Adelaide Underhill (1860 – April 24, 1936) was an American librarian. She was hired to catalog and update the organization of volumes in the Vassar College library. She used the Dewey Decimal System and, along with help from her lifelong companion, Lucy Maynard Salmon, built Vassar's into one of the most impressive collections for a liberal arts college at the time.

== Biography ==
Underhill was born in 1860 in Brooklyn and later lived in Skaneateles, New York. Underhill graduated from Vassar College in 1888. At Vassar, she was a student of Lucy Maynard Salmon and had been very impressed with her teacher. Salmon would become her "lifelong companion."

Underhill earned her master's degree from Columbia University in where she studied library science and graduated in 1890. In 1892, Vassar librarian, Frances A. Wood, hired Underhill to create a "modern library system" for the college. Underhill cataloged the 15,000 volume collection mostly on her own, using the Dewey Decimal System.

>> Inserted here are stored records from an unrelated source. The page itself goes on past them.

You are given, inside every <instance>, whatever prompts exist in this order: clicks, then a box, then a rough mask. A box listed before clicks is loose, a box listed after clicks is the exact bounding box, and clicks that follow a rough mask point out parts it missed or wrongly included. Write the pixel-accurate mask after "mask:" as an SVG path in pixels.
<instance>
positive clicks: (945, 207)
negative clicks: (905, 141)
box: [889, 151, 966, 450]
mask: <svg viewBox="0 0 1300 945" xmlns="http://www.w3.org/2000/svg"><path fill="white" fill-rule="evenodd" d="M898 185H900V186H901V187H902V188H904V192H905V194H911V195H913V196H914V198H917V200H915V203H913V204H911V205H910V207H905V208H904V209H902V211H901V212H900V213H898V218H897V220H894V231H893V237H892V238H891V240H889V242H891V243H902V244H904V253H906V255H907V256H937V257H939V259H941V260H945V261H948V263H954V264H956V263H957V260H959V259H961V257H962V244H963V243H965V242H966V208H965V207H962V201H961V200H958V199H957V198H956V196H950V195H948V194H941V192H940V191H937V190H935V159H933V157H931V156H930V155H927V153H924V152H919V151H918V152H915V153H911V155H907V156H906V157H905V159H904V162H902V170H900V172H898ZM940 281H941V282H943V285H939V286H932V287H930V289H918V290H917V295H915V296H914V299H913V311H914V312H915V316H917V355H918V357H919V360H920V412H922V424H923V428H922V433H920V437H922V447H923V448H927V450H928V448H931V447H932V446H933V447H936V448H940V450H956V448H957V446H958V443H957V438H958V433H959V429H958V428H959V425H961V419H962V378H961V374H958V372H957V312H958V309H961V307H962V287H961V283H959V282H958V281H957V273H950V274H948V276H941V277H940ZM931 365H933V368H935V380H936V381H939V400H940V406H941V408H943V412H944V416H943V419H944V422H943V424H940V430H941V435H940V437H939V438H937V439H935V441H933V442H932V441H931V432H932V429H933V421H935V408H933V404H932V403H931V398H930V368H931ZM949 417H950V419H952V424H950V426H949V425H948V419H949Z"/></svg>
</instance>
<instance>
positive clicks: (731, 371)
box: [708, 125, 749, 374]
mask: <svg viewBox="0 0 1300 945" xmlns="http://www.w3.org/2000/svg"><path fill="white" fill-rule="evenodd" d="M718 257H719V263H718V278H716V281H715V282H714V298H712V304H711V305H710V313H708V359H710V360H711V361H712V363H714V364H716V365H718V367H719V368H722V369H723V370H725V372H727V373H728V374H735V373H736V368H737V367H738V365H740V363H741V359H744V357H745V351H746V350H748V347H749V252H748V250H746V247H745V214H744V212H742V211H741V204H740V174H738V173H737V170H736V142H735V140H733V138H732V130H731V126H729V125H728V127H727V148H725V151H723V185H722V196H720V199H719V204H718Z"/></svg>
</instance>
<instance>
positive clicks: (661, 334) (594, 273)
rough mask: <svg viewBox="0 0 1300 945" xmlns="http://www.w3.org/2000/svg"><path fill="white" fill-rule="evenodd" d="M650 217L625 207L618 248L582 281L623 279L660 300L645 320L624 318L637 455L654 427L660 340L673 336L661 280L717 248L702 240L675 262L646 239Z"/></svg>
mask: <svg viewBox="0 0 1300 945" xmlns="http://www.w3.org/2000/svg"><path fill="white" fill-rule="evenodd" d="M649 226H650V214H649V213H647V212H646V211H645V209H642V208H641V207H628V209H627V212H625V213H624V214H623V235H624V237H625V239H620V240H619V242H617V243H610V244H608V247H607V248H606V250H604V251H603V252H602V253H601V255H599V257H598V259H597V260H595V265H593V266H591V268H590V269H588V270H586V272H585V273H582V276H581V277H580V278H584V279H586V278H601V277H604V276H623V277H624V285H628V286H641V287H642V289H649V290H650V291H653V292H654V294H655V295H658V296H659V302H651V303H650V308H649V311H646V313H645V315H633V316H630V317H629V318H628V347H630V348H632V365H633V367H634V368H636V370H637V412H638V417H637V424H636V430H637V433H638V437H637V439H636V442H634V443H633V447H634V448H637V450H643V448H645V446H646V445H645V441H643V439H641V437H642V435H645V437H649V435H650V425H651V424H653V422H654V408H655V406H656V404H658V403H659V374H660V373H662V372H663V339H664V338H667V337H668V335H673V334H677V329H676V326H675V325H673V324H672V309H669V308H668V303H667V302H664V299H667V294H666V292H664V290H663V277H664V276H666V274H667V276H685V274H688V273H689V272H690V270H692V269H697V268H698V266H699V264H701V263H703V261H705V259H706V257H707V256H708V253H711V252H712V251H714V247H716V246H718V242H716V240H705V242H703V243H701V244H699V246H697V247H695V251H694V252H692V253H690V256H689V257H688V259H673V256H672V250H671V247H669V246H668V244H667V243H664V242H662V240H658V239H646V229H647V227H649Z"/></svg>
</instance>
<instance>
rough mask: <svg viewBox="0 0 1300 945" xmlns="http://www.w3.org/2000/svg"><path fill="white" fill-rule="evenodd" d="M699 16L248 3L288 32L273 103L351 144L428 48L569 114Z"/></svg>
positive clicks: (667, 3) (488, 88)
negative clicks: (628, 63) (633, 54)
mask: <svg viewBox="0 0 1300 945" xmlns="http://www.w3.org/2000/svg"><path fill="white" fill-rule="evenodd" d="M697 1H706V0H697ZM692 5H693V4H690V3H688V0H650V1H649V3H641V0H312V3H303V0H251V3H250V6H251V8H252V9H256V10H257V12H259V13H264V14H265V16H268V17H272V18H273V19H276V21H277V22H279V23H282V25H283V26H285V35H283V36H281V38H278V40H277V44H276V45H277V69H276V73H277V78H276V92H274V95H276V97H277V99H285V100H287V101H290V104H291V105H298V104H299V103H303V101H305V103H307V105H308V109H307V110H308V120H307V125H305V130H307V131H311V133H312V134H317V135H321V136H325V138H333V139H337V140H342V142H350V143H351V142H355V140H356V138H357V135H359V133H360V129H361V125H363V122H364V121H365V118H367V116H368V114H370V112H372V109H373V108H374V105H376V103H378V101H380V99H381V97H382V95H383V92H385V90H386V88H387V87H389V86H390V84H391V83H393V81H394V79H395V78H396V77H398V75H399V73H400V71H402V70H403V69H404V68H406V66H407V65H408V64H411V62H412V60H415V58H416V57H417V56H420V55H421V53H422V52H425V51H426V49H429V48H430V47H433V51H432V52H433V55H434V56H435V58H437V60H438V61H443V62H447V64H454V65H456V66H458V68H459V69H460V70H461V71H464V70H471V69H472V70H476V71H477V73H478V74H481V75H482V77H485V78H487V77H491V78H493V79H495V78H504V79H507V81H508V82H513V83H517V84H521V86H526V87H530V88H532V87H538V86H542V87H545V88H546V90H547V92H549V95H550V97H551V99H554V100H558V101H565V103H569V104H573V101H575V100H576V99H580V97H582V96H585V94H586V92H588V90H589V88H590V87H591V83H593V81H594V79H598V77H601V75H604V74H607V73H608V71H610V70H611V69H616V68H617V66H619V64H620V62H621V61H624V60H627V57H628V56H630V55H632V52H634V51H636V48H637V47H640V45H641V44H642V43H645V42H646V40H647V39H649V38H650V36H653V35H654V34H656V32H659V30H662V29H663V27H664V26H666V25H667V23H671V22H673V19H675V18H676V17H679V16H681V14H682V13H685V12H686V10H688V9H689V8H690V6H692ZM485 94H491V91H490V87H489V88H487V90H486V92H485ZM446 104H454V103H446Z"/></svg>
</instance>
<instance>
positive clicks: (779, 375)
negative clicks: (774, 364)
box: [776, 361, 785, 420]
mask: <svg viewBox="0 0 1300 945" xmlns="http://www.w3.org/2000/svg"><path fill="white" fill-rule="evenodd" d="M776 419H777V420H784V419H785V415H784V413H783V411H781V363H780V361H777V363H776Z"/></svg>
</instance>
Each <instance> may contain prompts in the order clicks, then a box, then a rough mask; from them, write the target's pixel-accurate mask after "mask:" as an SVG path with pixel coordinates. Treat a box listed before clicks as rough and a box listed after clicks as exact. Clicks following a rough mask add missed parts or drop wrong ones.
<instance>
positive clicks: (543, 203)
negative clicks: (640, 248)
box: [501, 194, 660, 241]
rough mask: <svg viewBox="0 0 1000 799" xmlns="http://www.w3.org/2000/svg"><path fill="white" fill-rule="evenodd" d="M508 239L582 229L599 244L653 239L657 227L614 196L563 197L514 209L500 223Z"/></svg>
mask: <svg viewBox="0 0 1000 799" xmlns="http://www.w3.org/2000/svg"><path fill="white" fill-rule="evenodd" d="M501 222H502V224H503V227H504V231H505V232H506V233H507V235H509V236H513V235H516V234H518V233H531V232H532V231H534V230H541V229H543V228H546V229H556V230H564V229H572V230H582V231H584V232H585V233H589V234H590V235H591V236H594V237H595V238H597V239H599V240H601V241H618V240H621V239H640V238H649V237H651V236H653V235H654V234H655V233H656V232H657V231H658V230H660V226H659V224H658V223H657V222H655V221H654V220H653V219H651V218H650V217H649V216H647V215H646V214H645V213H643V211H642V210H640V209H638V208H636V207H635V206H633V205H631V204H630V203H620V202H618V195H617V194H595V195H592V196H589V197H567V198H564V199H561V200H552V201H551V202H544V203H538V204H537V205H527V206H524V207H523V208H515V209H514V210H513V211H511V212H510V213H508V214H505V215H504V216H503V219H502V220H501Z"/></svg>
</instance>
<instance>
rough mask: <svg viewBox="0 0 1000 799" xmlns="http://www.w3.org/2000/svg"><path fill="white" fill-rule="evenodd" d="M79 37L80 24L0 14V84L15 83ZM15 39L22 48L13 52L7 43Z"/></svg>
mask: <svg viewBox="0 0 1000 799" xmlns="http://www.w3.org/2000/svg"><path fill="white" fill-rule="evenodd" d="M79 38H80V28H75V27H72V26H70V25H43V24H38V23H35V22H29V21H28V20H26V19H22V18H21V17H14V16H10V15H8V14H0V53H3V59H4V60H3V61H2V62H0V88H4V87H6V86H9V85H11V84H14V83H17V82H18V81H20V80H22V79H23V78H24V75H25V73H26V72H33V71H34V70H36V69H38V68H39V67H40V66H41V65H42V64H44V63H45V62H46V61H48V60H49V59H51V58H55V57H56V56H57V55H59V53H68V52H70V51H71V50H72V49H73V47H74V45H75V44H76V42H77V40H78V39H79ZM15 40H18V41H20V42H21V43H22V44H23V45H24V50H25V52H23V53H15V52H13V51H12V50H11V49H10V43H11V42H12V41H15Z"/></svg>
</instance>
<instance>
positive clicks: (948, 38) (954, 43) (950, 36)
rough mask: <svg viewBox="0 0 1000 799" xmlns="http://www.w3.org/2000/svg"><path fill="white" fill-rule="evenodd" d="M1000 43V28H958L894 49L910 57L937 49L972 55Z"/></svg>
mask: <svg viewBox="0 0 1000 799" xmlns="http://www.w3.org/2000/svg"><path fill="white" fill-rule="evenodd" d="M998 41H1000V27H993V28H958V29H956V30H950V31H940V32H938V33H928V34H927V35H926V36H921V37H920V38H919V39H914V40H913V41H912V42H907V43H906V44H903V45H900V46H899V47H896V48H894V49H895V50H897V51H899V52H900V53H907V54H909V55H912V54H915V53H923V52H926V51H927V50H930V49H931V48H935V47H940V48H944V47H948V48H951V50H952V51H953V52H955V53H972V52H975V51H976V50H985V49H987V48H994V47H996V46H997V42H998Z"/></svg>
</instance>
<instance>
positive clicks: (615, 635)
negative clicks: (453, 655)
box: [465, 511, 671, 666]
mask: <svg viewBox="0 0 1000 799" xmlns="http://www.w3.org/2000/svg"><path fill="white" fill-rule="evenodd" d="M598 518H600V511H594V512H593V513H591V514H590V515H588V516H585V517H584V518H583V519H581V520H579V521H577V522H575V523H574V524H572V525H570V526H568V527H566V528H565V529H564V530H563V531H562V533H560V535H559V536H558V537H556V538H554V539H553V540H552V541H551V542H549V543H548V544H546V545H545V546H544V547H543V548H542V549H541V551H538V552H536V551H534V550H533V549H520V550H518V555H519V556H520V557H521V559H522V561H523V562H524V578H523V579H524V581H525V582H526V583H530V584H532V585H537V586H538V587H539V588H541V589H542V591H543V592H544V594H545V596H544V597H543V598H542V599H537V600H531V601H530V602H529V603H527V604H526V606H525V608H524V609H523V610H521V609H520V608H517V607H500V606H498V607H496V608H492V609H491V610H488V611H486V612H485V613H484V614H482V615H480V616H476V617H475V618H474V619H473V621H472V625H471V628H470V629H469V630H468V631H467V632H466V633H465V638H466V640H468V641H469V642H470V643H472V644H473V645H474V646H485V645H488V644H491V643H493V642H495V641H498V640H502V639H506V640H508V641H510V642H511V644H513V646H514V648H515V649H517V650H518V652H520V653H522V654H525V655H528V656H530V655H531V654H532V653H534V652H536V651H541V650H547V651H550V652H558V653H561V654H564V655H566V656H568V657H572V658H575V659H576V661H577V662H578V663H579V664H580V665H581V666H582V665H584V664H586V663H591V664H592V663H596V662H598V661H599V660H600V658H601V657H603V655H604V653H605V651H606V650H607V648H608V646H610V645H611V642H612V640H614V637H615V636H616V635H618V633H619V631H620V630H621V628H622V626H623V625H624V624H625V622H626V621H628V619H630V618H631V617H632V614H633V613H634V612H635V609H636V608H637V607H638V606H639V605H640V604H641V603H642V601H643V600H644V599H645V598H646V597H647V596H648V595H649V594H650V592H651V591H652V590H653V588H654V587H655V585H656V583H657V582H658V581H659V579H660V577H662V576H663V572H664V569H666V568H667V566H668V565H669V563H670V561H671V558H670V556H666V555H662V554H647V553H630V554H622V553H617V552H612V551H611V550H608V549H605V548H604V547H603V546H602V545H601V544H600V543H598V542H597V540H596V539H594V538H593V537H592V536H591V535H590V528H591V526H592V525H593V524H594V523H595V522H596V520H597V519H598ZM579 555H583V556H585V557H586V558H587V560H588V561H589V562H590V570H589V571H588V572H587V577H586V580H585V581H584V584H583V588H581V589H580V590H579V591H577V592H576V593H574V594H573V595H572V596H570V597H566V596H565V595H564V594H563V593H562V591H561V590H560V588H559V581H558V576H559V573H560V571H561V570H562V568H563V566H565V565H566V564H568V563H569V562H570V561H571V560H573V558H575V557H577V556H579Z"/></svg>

With help from Salmon and with Underhill's work, the Vassar library became "one of the most impressive among liberal arts colleges." By 1910, she was the Associate Librarian for Vassar Library and also attended the International Congress of Librarians in Brussels in August of that year. In 1922, Underhill became the chief librarian and retired from Vassar in 1928. When the Thompson Memorial Library expanded in 1935, one of the new wings was named after Underhill.

Underhill was also a suffragist and marched in a suffrage parade in New York City in 1913. In 1916, she and Salmon were among the women voters who came to vote on a proposition to improve the water main system in Poughkeepsie, New York.

Salmon and Underhill lived together off campus for more than thirty years. They found a house together in Poughkeepsie in 1901. After Salmon's death in 1927, Underhill was given her life estate. Underhill also helped collect and organize materials for a biography on Salmon that Vassar professor, Louise Fargo Brown, intended to write.

Underhill died on April 24, 1936, in her home in Poughkeepsie.